Thursday, June 28, 2018

How can I celebrate Father's Day?

I'm a father, and a damn good one.  Some of that comes from having a screwed up family life.  My father was 18 when I was born and never in my life.  I met him for the first time about 10 years ago.  For a while things went pretty well.  What I learned from this past 10 years, biology does not make a father or parent.  I was an adult, so he viewed my life as set, and he could just be my distant friend, absolved of any responsibly.

While it didn't work out as I had hoped, my appreciation for a man who was not biologically related to me, by family standards was my step-grandfather, treated me from day one as his child.  It's probably why I adored him so much as a child, even though we would have a very turbulent ending to our relationship and I never saw him again before he died, he was the only stability for me in a wildly stressful childhood.  The man above is my biological father.  Pictures are deceiving.

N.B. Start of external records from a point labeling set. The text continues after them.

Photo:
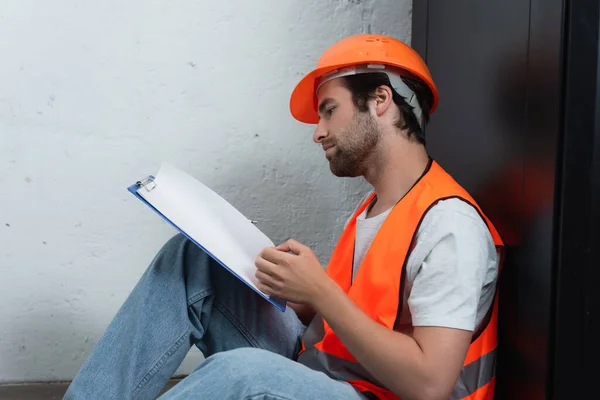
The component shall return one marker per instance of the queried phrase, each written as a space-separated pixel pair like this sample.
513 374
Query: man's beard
355 146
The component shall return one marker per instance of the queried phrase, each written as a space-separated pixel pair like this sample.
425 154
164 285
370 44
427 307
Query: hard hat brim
303 101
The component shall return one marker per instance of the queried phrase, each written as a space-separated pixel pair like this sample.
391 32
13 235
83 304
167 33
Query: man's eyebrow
324 105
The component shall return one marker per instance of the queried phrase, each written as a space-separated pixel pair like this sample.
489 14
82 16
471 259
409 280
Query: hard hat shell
355 50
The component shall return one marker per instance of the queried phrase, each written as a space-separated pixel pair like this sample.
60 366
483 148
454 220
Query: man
405 308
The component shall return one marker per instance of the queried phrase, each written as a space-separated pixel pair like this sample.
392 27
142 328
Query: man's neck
400 164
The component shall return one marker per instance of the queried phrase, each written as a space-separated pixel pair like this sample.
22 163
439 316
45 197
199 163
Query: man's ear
382 99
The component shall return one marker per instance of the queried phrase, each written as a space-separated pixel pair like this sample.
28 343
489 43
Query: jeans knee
249 363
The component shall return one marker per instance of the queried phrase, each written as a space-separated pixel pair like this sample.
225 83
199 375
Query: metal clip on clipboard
147 183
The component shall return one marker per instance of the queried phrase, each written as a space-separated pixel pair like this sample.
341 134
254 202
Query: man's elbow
434 391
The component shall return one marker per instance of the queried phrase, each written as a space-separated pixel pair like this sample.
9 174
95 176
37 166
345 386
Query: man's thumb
290 246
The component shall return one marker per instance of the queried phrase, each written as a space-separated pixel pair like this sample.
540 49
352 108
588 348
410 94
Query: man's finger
267 279
266 289
292 246
273 255
265 266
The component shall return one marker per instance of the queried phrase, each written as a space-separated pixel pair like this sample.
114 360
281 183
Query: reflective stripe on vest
376 290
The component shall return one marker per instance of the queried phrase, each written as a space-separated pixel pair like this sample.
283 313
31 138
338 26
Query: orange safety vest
377 290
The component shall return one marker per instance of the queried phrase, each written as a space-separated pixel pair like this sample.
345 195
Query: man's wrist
325 295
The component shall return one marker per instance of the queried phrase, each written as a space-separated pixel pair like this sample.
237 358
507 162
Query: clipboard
142 190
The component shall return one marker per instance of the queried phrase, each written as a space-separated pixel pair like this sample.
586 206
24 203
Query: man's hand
297 277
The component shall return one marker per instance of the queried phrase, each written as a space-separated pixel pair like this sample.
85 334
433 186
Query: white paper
208 219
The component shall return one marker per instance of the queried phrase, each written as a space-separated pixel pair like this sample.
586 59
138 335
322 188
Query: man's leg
256 374
183 298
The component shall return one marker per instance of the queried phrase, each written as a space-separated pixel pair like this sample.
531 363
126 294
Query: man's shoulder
453 216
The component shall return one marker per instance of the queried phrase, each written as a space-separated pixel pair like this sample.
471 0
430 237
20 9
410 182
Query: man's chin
342 172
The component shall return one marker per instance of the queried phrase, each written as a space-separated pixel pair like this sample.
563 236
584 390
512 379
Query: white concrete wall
94 94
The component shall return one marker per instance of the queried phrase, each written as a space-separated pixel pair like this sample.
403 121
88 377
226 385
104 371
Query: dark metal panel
540 144
497 65
575 347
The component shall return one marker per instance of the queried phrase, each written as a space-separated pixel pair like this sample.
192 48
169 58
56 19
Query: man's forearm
391 357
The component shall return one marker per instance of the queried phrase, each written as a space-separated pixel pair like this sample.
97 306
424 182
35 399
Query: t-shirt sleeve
447 285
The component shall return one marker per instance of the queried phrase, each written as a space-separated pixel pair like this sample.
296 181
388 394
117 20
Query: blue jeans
185 298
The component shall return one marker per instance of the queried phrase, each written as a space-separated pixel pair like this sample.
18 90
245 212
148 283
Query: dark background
519 126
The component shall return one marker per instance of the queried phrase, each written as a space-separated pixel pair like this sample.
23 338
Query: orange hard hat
358 50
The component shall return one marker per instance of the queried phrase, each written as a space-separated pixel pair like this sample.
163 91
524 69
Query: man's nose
320 133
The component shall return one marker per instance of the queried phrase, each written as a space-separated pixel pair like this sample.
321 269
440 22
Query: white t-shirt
451 272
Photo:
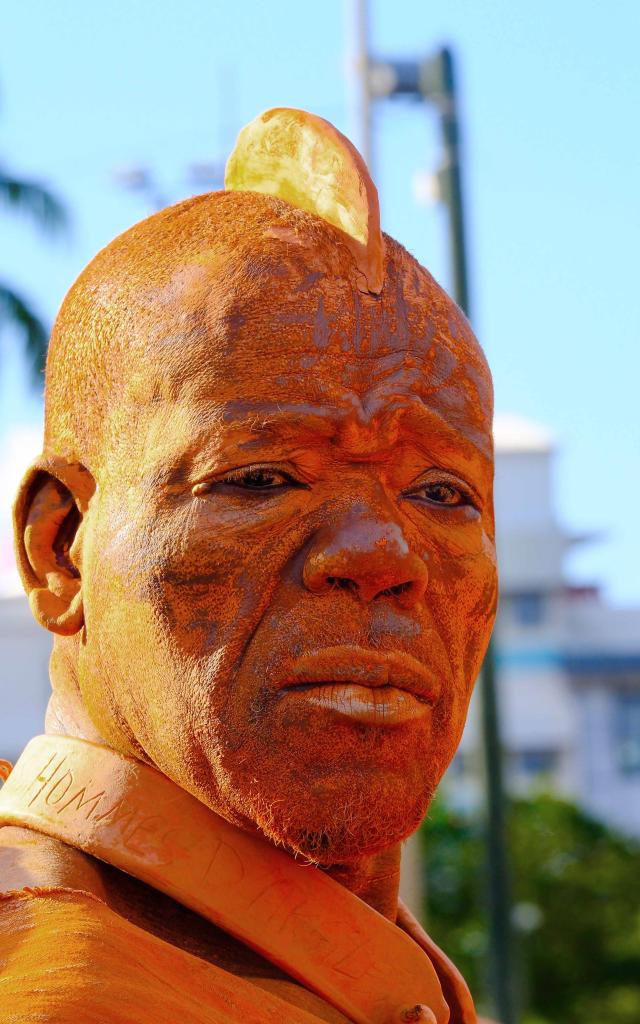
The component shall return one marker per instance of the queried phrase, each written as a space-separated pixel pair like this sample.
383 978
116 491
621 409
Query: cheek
463 588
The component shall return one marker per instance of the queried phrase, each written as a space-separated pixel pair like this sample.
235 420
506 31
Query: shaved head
217 266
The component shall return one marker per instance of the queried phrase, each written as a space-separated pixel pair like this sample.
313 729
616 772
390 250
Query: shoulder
29 859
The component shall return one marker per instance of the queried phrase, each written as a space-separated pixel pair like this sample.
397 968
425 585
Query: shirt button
420 1014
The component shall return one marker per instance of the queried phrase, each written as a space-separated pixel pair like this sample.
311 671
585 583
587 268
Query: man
261 532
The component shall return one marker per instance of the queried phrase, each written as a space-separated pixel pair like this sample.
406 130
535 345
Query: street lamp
432 81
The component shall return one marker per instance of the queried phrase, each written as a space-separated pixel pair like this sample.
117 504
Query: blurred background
504 141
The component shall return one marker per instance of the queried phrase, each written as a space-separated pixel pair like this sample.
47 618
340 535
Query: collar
130 815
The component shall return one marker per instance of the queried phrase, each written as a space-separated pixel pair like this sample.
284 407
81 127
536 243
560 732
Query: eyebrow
286 421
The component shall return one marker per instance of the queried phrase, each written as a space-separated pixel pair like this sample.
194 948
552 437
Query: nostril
342 583
399 588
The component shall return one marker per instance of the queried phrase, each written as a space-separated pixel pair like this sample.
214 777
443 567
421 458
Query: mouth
363 685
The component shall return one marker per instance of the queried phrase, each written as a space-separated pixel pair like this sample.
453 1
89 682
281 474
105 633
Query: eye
443 493
261 478
258 478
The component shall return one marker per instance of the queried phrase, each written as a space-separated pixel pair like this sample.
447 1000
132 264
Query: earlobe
48 516
56 613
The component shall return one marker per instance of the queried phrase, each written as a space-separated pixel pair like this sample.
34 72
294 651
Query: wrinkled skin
281 477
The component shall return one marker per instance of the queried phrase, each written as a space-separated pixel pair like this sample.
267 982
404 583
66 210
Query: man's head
262 526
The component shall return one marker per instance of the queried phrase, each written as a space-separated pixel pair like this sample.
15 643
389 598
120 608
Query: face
288 565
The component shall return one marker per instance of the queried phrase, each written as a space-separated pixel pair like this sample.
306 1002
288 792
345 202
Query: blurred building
568 664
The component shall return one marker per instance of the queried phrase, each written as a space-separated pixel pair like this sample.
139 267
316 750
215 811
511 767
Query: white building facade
568 665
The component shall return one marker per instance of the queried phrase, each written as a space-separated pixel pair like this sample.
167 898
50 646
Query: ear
47 519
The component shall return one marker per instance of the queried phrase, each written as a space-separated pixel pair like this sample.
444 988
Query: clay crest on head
303 160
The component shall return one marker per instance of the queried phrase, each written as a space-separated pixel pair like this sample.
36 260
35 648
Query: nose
368 556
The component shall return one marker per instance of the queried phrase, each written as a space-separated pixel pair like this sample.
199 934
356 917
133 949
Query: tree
39 204
577 894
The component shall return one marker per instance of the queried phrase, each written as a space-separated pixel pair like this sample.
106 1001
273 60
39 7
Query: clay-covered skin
279 580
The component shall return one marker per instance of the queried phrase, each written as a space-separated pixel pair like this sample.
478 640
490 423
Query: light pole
433 82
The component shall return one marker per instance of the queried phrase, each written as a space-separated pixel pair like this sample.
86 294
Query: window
528 608
627 731
534 764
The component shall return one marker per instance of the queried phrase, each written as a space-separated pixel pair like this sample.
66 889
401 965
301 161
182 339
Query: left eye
258 478
441 493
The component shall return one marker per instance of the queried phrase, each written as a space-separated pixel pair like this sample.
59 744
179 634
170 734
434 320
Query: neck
375 880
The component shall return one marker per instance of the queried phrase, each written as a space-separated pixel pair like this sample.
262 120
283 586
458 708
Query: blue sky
551 93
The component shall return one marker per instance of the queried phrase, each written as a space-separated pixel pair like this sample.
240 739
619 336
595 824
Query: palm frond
14 310
34 200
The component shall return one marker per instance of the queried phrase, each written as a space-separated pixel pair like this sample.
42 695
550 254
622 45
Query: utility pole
433 82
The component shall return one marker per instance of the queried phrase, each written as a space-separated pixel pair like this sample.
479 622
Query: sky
550 95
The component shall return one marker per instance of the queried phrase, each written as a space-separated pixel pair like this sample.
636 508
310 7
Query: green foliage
577 899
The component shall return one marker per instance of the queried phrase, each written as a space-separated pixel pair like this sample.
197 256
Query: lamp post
433 82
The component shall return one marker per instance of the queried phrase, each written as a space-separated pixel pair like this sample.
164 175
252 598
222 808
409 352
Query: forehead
286 338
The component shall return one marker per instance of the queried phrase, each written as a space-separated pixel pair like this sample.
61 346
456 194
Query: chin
340 823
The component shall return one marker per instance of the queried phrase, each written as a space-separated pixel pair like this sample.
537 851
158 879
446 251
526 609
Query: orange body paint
261 531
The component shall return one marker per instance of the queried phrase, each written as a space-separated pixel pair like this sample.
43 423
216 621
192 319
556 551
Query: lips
384 680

So, when father's day came I had mixed feeling like I do at every holiday.  I don't like holiday's as they bring up how displaced I felt at holiday gatherings.  Being a father now has helped as I just make every holiday about my child and my responsibility to him to be my best.  I know I do too much, and I worry his life will be too easy because I'm so damn afraid he will experience anything awful.  That's something I'm working on, with difficulty.

Writing and reading have been my meditation for the past 10 years, which coincides with meeting my biological father for the first time....hum....

So, today, I chose to try my best to thank the man above for his DNA, and possibly steering me into who I am because of his absence.  My mom, who was mentally ill for the majority of her adult life died in January and this man had to know because his daughter see's my posts.  I didn't receive a "sorry"text, a postcard, a call, nothing.  That's just another example of his absolved responsibility.